Harcèlement moral au travail : comment constituer un dossier, exercer vos recours et obtenir des indemnités

Le harcèlement moral au travail est défini par l'article L.1152-1 du Code du travail comme des agissements répétés ayant pour objet ou pour effet une dégradation des conditions de travail susceptible de porter atteinte aux droits et à la dignité du salarié, d'altérer sa santé physique ou mentale ou de compromettre son avenir professionnel. Cette définition est large et protectrice : elle ne requiert pas d'intention malveillante de l'employeur ou du collègue harceleur, seule la répétition des faits et leurs effets comptent. En tant que salarié victime, vous disposez de droits concrets et de voies de recours efficaces pour faire cesser ces agissements et obtenir réparation.

Constituer un dossier solide est la première étape indispensable avant toute action. Emails, SMS, messages sur application professionnelle, comptes rendus de réunions, attestations de collègues, arrêts maladie ou certificats médicaux, main courante déposée au commissariat : chaque élément peut contribuer à établir la matérialité des faits. L'article L.1154-1 du Code du travail prévoit un régime probatoire favorable au salarié : il suffit que ce dernier présente des éléments laissant supposer l'existence d'un harcèlement moral, c'est ensuite à l'employeur de prouver que ces agissements ne constituent pas du harcèlement. Ce mécanisme dit d'aménagement de la charge de la preuve est un avantage décisif qu'il faut savoir exploiter.
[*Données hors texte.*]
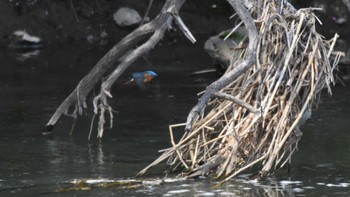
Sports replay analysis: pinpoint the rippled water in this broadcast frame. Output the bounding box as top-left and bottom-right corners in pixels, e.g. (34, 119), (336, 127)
(0, 35), (350, 196)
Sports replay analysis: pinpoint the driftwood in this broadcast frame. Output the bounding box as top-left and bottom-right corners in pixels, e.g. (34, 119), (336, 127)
(43, 0), (196, 138)
(44, 0), (340, 181)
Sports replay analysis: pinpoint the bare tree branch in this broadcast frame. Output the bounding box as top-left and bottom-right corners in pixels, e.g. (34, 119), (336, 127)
(43, 0), (186, 133)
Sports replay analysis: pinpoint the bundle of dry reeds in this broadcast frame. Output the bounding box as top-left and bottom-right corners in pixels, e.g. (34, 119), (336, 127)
(140, 1), (340, 183)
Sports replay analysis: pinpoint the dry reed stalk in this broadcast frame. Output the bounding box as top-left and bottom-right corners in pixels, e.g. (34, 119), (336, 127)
(140, 1), (340, 181)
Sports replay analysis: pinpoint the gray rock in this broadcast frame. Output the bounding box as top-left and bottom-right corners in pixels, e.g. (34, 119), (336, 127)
(204, 28), (247, 68)
(113, 7), (142, 27)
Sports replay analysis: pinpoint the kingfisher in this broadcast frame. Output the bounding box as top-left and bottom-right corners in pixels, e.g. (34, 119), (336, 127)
(124, 70), (158, 88)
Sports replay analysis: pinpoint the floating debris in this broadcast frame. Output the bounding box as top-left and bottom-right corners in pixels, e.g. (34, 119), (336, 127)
(9, 31), (42, 49)
(113, 7), (141, 27)
(168, 189), (190, 194)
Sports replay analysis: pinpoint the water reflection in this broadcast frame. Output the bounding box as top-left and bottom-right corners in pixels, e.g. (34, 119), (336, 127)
(0, 35), (350, 196)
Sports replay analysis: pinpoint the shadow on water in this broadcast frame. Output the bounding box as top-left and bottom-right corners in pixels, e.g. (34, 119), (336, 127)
(0, 34), (350, 196)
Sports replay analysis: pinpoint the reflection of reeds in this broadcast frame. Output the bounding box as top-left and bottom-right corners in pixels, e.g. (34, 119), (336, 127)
(140, 1), (341, 184)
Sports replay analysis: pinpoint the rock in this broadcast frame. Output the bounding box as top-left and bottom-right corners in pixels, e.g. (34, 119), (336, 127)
(113, 7), (141, 27)
(204, 28), (248, 70)
(9, 31), (42, 49)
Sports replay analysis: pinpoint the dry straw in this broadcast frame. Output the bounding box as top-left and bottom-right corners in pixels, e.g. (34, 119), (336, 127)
(140, 1), (341, 185)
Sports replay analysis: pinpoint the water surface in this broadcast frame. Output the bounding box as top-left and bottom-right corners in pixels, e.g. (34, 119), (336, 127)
(0, 38), (350, 196)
Sur le plan procédural, vous disposez d'un délai de cinq ans à compter du dernier fait de harcèlement pour saisir le Conseil de prud'hommes, conformément à l'article L.1471-1 du Code du travail combiné à l'article 2224 du Code civil. Plusieurs acteurs peuvent intervenir à vos côtés avant ou pendant cette procédure : le médecin du travail, l'inspection du travail, le référent harcèlement désigné dans l'entreprise, ou encore le Défenseur des droits. Les indemnités auxquelles vous pouvez prétendre sont distinctes selon que le harcèlement a entraîné ou non un licenciement, et peuvent se cumuler avec d'autres chefs de préjudice. Utilisez notre outil de diagnostic gratuit pour évaluer votre situation en quelques minutes et connaître vos droits précis.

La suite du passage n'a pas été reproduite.